Which of the following scenes would MOST likely have more than one patient? A. Call to a grocery store of abdominal pain B. High school basketball playoff game where a fight reportedly broke out C. Dispatch tells that you are responding to a call for chest pain D. Construction site where a piece of heavy machinery rolled over
B High school basketball playoff game where a fight reportedly broke out The EMT must always remain dynamic about the changing characteristics of a scene because dispatch information is only as good as the information the caller is giving dispatch. However, if you keep in mind an index of suspicion, given the nature of competitive sports during a playoff game, if a fight breaks out, it will typically involve numerous people. At a construction site, the rollover of a piece of machinery will likely involve fewer people (if not just one), and information from dispatch about a chest pain or abdominal pain patient also is more likely to mean just one patient.
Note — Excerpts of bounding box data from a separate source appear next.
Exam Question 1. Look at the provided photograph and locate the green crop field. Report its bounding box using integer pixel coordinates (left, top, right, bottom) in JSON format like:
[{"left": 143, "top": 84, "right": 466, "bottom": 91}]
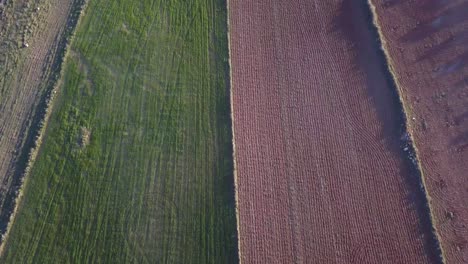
[{"left": 0, "top": 0, "right": 238, "bottom": 263}]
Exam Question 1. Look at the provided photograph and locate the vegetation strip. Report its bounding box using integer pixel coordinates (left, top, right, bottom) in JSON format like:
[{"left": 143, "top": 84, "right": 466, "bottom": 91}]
[
  {"left": 0, "top": 0, "right": 85, "bottom": 255},
  {"left": 367, "top": 0, "right": 446, "bottom": 263},
  {"left": 226, "top": 0, "right": 242, "bottom": 264},
  {"left": 2, "top": 0, "right": 238, "bottom": 263}
]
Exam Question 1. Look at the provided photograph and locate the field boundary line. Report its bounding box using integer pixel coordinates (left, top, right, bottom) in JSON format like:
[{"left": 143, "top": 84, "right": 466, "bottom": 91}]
[
  {"left": 226, "top": 0, "right": 242, "bottom": 264},
  {"left": 367, "top": 0, "right": 447, "bottom": 263},
  {"left": 0, "top": 0, "right": 89, "bottom": 257}
]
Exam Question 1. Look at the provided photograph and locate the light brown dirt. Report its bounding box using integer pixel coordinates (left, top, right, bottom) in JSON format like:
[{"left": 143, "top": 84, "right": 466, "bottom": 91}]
[
  {"left": 372, "top": 0, "right": 468, "bottom": 263},
  {"left": 229, "top": 0, "right": 437, "bottom": 263},
  {"left": 0, "top": 0, "right": 73, "bottom": 221}
]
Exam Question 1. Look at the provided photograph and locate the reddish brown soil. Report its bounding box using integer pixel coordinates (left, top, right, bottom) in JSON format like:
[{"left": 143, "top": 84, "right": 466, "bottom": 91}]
[
  {"left": 373, "top": 0, "right": 468, "bottom": 263},
  {"left": 229, "top": 0, "right": 437, "bottom": 263}
]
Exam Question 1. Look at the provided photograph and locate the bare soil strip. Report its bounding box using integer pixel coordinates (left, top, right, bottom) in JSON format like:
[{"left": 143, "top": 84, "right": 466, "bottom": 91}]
[
  {"left": 372, "top": 0, "right": 468, "bottom": 263},
  {"left": 229, "top": 0, "right": 440, "bottom": 263},
  {"left": 0, "top": 0, "right": 81, "bottom": 244}
]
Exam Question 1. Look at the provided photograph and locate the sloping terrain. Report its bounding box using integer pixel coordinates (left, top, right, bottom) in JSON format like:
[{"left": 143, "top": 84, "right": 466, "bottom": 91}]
[
  {"left": 0, "top": 0, "right": 237, "bottom": 263},
  {"left": 372, "top": 0, "right": 468, "bottom": 263},
  {"left": 229, "top": 0, "right": 440, "bottom": 263},
  {"left": 0, "top": 0, "right": 74, "bottom": 239}
]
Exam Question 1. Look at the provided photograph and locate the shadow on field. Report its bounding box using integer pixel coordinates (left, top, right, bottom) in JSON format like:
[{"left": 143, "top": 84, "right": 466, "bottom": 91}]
[{"left": 331, "top": 0, "right": 442, "bottom": 263}]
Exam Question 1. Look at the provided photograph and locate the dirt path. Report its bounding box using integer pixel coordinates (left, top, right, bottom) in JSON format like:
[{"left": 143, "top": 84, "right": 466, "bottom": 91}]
[
  {"left": 372, "top": 0, "right": 468, "bottom": 263},
  {"left": 230, "top": 0, "right": 439, "bottom": 263},
  {"left": 0, "top": 0, "right": 73, "bottom": 233}
]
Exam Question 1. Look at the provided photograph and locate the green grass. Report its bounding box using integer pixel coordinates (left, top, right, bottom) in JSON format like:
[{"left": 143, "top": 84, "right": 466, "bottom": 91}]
[{"left": 0, "top": 0, "right": 237, "bottom": 263}]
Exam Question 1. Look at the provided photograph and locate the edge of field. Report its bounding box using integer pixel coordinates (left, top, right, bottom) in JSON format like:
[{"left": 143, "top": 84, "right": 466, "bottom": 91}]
[
  {"left": 0, "top": 0, "right": 88, "bottom": 256},
  {"left": 367, "top": 0, "right": 447, "bottom": 263},
  {"left": 226, "top": 0, "right": 242, "bottom": 264}
]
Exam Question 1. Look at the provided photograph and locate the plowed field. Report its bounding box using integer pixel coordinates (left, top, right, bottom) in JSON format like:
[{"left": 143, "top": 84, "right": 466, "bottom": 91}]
[
  {"left": 230, "top": 0, "right": 438, "bottom": 263},
  {"left": 372, "top": 0, "right": 468, "bottom": 263}
]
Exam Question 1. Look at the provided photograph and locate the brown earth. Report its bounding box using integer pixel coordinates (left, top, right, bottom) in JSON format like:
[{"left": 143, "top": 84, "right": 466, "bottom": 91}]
[
  {"left": 372, "top": 0, "right": 468, "bottom": 263},
  {"left": 229, "top": 0, "right": 439, "bottom": 263},
  {"left": 0, "top": 0, "right": 73, "bottom": 231}
]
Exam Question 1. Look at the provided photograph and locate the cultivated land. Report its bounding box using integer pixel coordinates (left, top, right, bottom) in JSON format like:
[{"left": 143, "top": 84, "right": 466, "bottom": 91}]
[
  {"left": 372, "top": 0, "right": 468, "bottom": 263},
  {"left": 229, "top": 0, "right": 440, "bottom": 263},
  {"left": 0, "top": 0, "right": 73, "bottom": 233},
  {"left": 1, "top": 0, "right": 237, "bottom": 263}
]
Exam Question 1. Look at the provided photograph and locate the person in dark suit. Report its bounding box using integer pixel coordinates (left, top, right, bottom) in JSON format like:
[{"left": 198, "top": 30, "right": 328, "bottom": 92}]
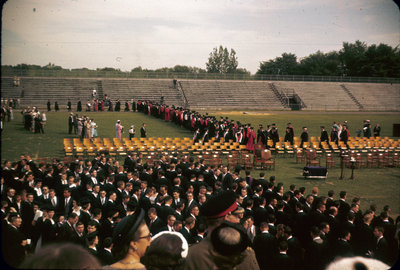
[
  {"left": 37, "top": 205, "right": 57, "bottom": 246},
  {"left": 253, "top": 222, "right": 277, "bottom": 269},
  {"left": 1, "top": 215, "right": 26, "bottom": 268},
  {"left": 203, "top": 129, "right": 210, "bottom": 144},
  {"left": 71, "top": 221, "right": 86, "bottom": 247},
  {"left": 60, "top": 187, "right": 73, "bottom": 216},
  {"left": 273, "top": 241, "right": 295, "bottom": 270},
  {"left": 139, "top": 188, "right": 153, "bottom": 212},
  {"left": 79, "top": 198, "right": 91, "bottom": 228},
  {"left": 160, "top": 196, "right": 175, "bottom": 220},
  {"left": 222, "top": 166, "right": 234, "bottom": 189},
  {"left": 140, "top": 123, "right": 147, "bottom": 138},
  {"left": 338, "top": 191, "right": 350, "bottom": 220},
  {"left": 352, "top": 213, "right": 376, "bottom": 256},
  {"left": 45, "top": 189, "right": 64, "bottom": 216},
  {"left": 98, "top": 237, "right": 115, "bottom": 265},
  {"left": 373, "top": 226, "right": 391, "bottom": 265},
  {"left": 319, "top": 126, "right": 329, "bottom": 148},
  {"left": 300, "top": 127, "right": 308, "bottom": 148},
  {"left": 179, "top": 216, "right": 196, "bottom": 245},
  {"left": 68, "top": 112, "right": 74, "bottom": 134},
  {"left": 147, "top": 207, "right": 167, "bottom": 235},
  {"left": 184, "top": 192, "right": 199, "bottom": 216},
  {"left": 308, "top": 202, "right": 327, "bottom": 227},
  {"left": 331, "top": 231, "right": 354, "bottom": 260},
  {"left": 285, "top": 226, "right": 303, "bottom": 266},
  {"left": 304, "top": 226, "right": 326, "bottom": 270},
  {"left": 57, "top": 213, "right": 79, "bottom": 243},
  {"left": 254, "top": 197, "right": 268, "bottom": 228},
  {"left": 21, "top": 193, "right": 35, "bottom": 239}
]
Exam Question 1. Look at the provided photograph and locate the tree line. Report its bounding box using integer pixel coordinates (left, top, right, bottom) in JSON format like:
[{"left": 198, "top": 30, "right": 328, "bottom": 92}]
[{"left": 2, "top": 40, "right": 400, "bottom": 78}]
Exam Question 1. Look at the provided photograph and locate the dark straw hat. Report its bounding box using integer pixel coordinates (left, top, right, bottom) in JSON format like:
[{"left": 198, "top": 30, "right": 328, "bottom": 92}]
[{"left": 200, "top": 190, "right": 237, "bottom": 219}]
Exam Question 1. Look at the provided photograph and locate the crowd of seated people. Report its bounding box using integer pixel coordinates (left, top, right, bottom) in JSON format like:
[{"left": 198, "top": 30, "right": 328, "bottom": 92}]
[{"left": 1, "top": 152, "right": 400, "bottom": 269}]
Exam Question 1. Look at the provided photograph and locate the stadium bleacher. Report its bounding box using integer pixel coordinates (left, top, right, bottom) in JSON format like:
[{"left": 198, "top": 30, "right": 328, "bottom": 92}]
[{"left": 1, "top": 77, "right": 400, "bottom": 111}]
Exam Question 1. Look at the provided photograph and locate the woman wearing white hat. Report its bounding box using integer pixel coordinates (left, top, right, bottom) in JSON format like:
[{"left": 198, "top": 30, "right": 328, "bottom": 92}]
[{"left": 115, "top": 120, "right": 124, "bottom": 140}]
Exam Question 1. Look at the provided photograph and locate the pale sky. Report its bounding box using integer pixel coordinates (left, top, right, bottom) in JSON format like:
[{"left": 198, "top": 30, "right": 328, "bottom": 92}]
[{"left": 1, "top": 0, "right": 400, "bottom": 74}]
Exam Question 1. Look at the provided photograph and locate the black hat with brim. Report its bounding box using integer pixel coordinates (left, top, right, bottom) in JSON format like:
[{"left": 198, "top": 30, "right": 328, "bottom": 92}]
[{"left": 200, "top": 190, "right": 237, "bottom": 219}]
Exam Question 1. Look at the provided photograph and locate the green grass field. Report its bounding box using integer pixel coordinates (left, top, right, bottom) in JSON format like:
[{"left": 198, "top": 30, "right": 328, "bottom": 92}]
[{"left": 1, "top": 111, "right": 400, "bottom": 216}]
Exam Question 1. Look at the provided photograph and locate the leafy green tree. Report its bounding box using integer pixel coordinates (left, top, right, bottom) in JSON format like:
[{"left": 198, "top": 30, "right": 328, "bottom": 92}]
[
  {"left": 257, "top": 53, "right": 298, "bottom": 75},
  {"left": 206, "top": 45, "right": 238, "bottom": 74},
  {"left": 299, "top": 51, "right": 341, "bottom": 76},
  {"left": 339, "top": 40, "right": 367, "bottom": 76}
]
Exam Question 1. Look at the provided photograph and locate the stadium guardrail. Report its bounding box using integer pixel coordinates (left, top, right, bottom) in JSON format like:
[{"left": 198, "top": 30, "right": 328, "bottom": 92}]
[{"left": 1, "top": 69, "right": 400, "bottom": 84}]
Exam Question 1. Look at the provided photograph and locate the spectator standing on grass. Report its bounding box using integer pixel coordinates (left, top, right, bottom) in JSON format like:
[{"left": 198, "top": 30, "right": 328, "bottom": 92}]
[
  {"left": 115, "top": 120, "right": 124, "bottom": 140},
  {"left": 300, "top": 127, "right": 308, "bottom": 148},
  {"left": 90, "top": 118, "right": 97, "bottom": 139},
  {"left": 129, "top": 125, "right": 136, "bottom": 140},
  {"left": 68, "top": 113, "right": 75, "bottom": 134},
  {"left": 140, "top": 123, "right": 147, "bottom": 138},
  {"left": 374, "top": 124, "right": 381, "bottom": 138},
  {"left": 76, "top": 99, "right": 82, "bottom": 112}
]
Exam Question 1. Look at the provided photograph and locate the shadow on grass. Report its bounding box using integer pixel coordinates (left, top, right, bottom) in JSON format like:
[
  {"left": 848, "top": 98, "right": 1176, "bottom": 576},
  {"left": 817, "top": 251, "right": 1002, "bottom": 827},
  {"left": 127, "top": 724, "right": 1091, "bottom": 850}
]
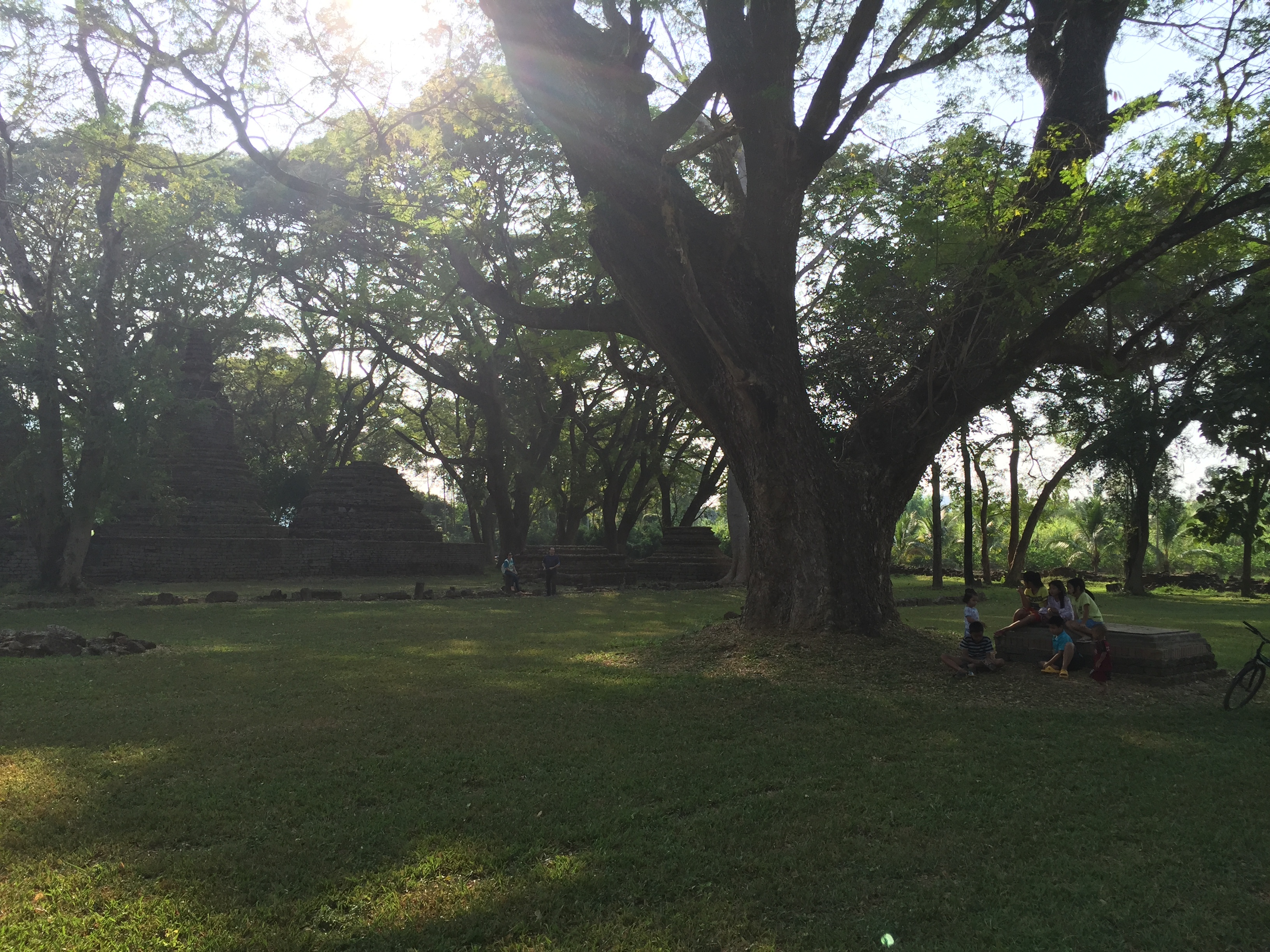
[{"left": 0, "top": 597, "right": 1270, "bottom": 949}]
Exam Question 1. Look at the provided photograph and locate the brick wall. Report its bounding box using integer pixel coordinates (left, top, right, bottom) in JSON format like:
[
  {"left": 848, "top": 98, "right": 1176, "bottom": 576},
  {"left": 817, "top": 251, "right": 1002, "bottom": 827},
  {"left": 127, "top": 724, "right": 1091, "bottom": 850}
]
[{"left": 0, "top": 537, "right": 486, "bottom": 585}]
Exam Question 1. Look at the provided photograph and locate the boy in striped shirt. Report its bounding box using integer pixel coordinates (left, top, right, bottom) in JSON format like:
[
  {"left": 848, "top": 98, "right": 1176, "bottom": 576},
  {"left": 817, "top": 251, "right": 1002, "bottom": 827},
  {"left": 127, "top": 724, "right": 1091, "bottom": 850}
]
[{"left": 940, "top": 622, "right": 1006, "bottom": 674}]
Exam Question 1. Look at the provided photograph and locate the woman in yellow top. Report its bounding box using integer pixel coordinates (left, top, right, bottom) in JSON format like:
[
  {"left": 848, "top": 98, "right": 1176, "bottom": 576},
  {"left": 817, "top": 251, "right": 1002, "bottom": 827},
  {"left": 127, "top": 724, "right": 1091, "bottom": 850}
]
[
  {"left": 1067, "top": 579, "right": 1103, "bottom": 637},
  {"left": 996, "top": 570, "right": 1045, "bottom": 635}
]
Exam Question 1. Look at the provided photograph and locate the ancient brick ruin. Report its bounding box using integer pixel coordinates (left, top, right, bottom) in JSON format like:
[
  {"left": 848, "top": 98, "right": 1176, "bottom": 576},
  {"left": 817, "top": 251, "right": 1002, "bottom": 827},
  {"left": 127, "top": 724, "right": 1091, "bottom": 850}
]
[
  {"left": 0, "top": 330, "right": 488, "bottom": 584},
  {"left": 516, "top": 546, "right": 639, "bottom": 585},
  {"left": 997, "top": 623, "right": 1217, "bottom": 684},
  {"left": 96, "top": 329, "right": 287, "bottom": 539},
  {"left": 291, "top": 461, "right": 441, "bottom": 542},
  {"left": 632, "top": 525, "right": 731, "bottom": 581}
]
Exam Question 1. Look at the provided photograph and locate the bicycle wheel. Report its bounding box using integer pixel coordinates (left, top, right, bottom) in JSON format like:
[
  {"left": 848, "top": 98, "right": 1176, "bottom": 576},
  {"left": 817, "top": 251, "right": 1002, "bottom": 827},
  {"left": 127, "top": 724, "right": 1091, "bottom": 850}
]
[{"left": 1222, "top": 660, "right": 1266, "bottom": 711}]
Any type of equipment that is used to reduce your risk of personal injury or illness is referred to as: A. PEP. B. PPE. C. SSD. D. BSO.
B PPE. Before arriving on the scene, you must anticipate what Standard Precautions and other personal protection is necessary. Equipment that you put on to reduce your risk of personal injury or illness is called personal protective equipment (PPE). This may range from simple examination gloves to a complex breathing apparatus and suits that are used in a toxic environment. PEP, BSO, and SSD are all fictitious abbreviations.
You are on the scene of a house fire, standing by in case someone is injured. Over time, more and more bystanders are starting to stop and watch what is going on. You suddenly hear a loud explosion from the house that causes windows to be blown out and flames to erupt from the roof. What should you do first? A. Inform dispatch of what you just witnessed. B. Tell the bystanders they must move further away. C. Start to move toward the burning house in case someone was just injured. D. Drive the ambulance to a safe location.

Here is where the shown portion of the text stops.